A diagnosis of angina abdominis is considered if postprandial pain or discomfort occurs at a fixed time (typically 15 to 30 minutes) after eating.
Blood tests alone will not be helpful in making a definitive diagnosis-although checking LDL levels may indeed lend validity to such diagnostics because high LDLs are linked to atherosclerosis.
Because the common complaints pertaining to angina abdominis mimic those of several unrelated gastrointestinal (GI) tract issues, it is necessary to examine the patient for such conditions, completely ruling them out first. Strikingly similar in presentation to angina abdominis are gastric ulcers, which may be ruled out by performing an esophagogastroduodenoscopy (EGD). Another important differential is abdominal aortic aneurysms (AAAs). Conducting a CT or MRI angiogram is a conclusive diagnostic tool in determining the existence of AAA. Cancer of the colon or other GI tract organs is also a likely cause of AA-like pain, and requires a diagnostic workup to detect suspected lesions. Angiogram would be the most efficient diagnostic test for angina abdominis.
Other Tests: X-rays, ultrasound, colonoscopy, flexible sigmoidoscopy, in extreme cases, exploratory surgery.
The course of treatment for angina abdominis varies depending on the cause, the affected area, and the extent of tissue damage. For purposes of clarity, the course of treatment can be explained based on the four categories of angina abdominis.
When treating colonic ischemia, antibiotics are often the first line of defense. This will control any infections that have occurred as a result of the condition. Next, treat underlying causes of angina abdominis, such as heart failure, dysrhythmia, hyperlipidemia, or hypertension with medication, diet, or exercise as applicable. Suggest that the patient eat smaller, more frequent meals to relieve digestive load (postprandial discomfort). Also, it will be necessary to treat the patient for any conditions or behaviors that constrict blood flow to digestive vasculature (that is, hyperlipidemia, smoking).

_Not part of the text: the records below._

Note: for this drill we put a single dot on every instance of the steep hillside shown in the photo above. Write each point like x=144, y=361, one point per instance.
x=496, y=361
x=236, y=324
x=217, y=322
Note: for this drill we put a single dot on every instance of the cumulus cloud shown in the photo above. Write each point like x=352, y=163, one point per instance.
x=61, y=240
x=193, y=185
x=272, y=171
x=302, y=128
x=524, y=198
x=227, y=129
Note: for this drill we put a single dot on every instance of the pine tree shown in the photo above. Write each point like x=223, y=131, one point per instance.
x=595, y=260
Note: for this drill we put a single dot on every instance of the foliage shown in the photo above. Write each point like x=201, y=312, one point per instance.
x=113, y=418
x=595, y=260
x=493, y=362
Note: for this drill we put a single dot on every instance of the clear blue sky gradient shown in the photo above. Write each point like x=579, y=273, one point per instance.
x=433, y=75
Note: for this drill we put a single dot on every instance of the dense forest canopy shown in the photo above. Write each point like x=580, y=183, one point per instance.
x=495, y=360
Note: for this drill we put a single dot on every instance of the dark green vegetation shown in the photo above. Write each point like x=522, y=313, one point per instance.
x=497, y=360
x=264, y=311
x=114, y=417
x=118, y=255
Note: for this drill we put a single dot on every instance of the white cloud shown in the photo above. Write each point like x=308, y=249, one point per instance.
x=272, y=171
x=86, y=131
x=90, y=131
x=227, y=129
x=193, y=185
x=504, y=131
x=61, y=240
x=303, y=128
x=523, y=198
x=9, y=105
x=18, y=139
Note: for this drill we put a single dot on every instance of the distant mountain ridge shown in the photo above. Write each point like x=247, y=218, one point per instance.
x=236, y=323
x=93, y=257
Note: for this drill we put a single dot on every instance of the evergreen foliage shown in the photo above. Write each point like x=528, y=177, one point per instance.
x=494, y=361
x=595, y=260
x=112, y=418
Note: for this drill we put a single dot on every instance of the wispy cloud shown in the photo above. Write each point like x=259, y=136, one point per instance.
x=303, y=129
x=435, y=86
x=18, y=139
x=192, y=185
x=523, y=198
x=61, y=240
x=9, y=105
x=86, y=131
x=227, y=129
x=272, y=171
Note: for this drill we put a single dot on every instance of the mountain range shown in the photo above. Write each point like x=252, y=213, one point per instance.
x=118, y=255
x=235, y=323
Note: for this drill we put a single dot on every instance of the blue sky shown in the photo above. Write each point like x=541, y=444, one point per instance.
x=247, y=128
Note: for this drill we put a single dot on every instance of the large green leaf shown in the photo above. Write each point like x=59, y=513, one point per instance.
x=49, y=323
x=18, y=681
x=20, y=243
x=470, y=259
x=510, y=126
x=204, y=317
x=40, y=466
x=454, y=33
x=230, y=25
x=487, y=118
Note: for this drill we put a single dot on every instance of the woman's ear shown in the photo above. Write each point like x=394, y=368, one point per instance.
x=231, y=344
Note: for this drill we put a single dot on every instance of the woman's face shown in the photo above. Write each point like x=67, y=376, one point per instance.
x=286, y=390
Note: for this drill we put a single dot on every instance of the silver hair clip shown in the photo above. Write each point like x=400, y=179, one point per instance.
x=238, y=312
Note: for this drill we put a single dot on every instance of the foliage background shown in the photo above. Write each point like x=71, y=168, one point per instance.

Surgery may be indicated, depending on the extent of the arterial occlusion and tissue damage. If necrosis has occurred, it may be necessary for some tissue to be extracted surgically to prevent further vascular damage. Moreover, if the occlusion is considerable, it may be necessary for the injured artery to be bypassed to restore perfusion.
NOTE: The above information is educational purpose. The information provided herein should not be used during any medical emergency or for the diagnosis or treatment of any medical condition.
DISCLAIMER: This information should not substitute for seeking responsible, professional medical care.